# Milo's 16 week pics



## Orla (Jul 5, 2009)

Milo was 16 weeks old on Monday.
He weighs just over 3lbs now.


----------



## ilovemymaltese (Oct 9, 2008)

Awwwww precious! :wub: :wub:


----------



## nekkidfish (Aug 25, 2009)

Milo is just precious!!!! :wub: 

HUGz!
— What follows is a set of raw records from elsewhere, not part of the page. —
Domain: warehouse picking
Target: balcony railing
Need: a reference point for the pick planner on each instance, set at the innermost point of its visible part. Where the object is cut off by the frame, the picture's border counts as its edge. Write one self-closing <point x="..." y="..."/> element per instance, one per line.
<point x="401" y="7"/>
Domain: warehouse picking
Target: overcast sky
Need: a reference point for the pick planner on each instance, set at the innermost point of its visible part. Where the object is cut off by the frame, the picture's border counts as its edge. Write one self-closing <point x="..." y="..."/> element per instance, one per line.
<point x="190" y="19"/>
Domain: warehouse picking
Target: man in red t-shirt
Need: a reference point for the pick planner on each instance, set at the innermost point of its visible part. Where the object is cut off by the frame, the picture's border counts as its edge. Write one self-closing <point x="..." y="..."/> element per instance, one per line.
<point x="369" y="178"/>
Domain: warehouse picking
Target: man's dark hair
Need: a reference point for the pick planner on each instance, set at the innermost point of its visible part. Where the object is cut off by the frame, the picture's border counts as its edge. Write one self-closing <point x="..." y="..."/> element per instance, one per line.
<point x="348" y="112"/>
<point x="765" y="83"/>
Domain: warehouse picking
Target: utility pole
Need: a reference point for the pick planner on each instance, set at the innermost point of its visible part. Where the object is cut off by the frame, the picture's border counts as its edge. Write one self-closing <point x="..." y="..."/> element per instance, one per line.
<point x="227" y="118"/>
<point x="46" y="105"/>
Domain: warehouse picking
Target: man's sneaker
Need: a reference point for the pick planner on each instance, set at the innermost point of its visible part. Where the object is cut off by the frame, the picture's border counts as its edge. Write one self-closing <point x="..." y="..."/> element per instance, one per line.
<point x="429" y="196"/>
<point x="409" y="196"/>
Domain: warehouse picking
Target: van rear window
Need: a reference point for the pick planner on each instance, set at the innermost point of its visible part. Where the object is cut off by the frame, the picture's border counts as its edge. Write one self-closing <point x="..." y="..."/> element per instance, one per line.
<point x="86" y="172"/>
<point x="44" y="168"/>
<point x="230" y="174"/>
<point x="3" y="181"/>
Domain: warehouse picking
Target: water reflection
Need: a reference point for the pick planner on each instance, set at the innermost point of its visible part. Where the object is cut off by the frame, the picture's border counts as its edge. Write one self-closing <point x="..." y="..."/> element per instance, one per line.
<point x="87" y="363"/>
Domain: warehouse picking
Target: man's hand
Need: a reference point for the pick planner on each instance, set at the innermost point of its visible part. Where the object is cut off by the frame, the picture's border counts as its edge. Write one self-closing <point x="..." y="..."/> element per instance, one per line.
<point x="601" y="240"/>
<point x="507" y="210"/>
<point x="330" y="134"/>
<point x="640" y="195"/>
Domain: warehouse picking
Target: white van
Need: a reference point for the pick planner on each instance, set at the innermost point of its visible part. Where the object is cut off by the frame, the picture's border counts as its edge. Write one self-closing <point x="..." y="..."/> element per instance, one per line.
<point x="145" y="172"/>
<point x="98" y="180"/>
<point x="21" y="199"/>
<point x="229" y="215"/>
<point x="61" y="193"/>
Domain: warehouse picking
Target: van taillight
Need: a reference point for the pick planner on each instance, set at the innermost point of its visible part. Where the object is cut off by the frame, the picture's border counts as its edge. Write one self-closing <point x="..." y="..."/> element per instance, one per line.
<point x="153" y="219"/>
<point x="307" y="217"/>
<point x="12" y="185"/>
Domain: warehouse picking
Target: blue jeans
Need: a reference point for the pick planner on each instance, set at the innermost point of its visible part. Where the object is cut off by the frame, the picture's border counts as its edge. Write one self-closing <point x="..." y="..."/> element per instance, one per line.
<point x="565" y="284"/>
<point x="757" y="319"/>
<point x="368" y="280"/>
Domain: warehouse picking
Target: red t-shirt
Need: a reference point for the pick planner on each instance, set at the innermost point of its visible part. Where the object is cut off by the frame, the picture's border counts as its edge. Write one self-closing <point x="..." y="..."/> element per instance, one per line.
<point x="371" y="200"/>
Jules


----------



## Orla (Jul 5, 2009)

Thanks!


----------



## HaleysMom (Jun 4, 2009)

OH what a cutie pie :wub: He is so adorable :wub2:


----------



## Matilda's mommy (Jun 1, 2005)

omg he's adorable, so fluffy :wub:


----------



## CrystalAndZoe (Jul 11, 2006)

Well happy 16 week birthday sweet Milo!! You're a doll. :wub:


----------



## Orla (Jul 5, 2009)

Thanks everyone!!

He's getting used to all the bows now lol.
I'll have to order some really nice ones from the US for christmas or something cos I can't find any ones like the maltese on here have!!
Ireland needs to get with the bow trend lol.


----------



## jodublin (Sep 27, 2006)

He's getting used to all the bows now lol.
I'll have to order some really nice ones from the US for christmas or something cos I can't find any ones like the maltese on here have!!
Ireland needs to get with the bow trend lol.
[/QUOTE]

i feel your pain ..theres defo a opening in ireland for any bow makers ,as they are impossible to find :grouphug:


----------



## Deborah (Jan 8, 2006)

He is a real cutie. :wub:


----------



## Orla (Jul 5, 2009)

Thanks!


----------



## roxybaby22 (Feb 25, 2009)

Awww, he has grown so much. Definitely an adorable puppy! :wub: :wub: :wub:


----------



## dwerten (Oct 6, 2007)

milo you are growing up too fast


----------



## allheart (Oct 3, 2008)

He is sooooooooooooooo adorable :wub:


----------



## Orla (Jul 5, 2009)

QUOTE (dwerten @ Aug 29 2009, 05:54 AM) index.php?act=findpost&pid=823529


> milo you are growing up too fast [/B]


I know - when he first came he was so tiny and I was afraid to let the other dogs play with him but now he's able to run around and tumble with them :smcry:


----------



## lovesophie (Jan 28, 2008)

What a cute little guy. :wub: :wub:


----------



## Orla (Jul 5, 2009)

thanks!


----------



## ksm (Nov 18, 2008)

Milo is adorable! They are such characters at this age!


----------



## mamapajamas (Apr 12, 2009)

QUOTE (Amby @ Aug 27 2009, 07:14 AM) index.php?act=findpost&pid=822772


> Thanks everyone!!
> 
> He's getting used to all the bows now lol.
> I'll have to order some really nice ones from the US for christmas or something cos I can't find any ones like the maltese on here have!!
> Ireland needs to get with the bow trend lol.[/B]


Oh, I dunno... the little black and white checked number he's wearing in the pics is very handsome and manly.

(I can't believe I'm on a dog forum talking about "manly" bows!)


----------



## briones1980 (Aug 21, 2008)

cuddly looking little man... so cute.


----------



## Snowball Pie's Mommi (Oct 16, 2008)

Milo is adorable! Three precious pounds of unconditional love and baby fluff. :wub: :wub: :wub:


----------



## Orla (Jul 5, 2009)

thanks for the comments!


----------



## susie and sadie (Jun 22, 2005)

Awww, he is just sooooo precious! :wub: :wub:


----------



## Orla (Jul 5, 2009)

thanks!


----------



## LamborghiniGirl (Apr 16, 2009)

He has grown SO fast! What an adorable little man. He looks like a perfect cuddly teddy bear-turned maltese :wub:


----------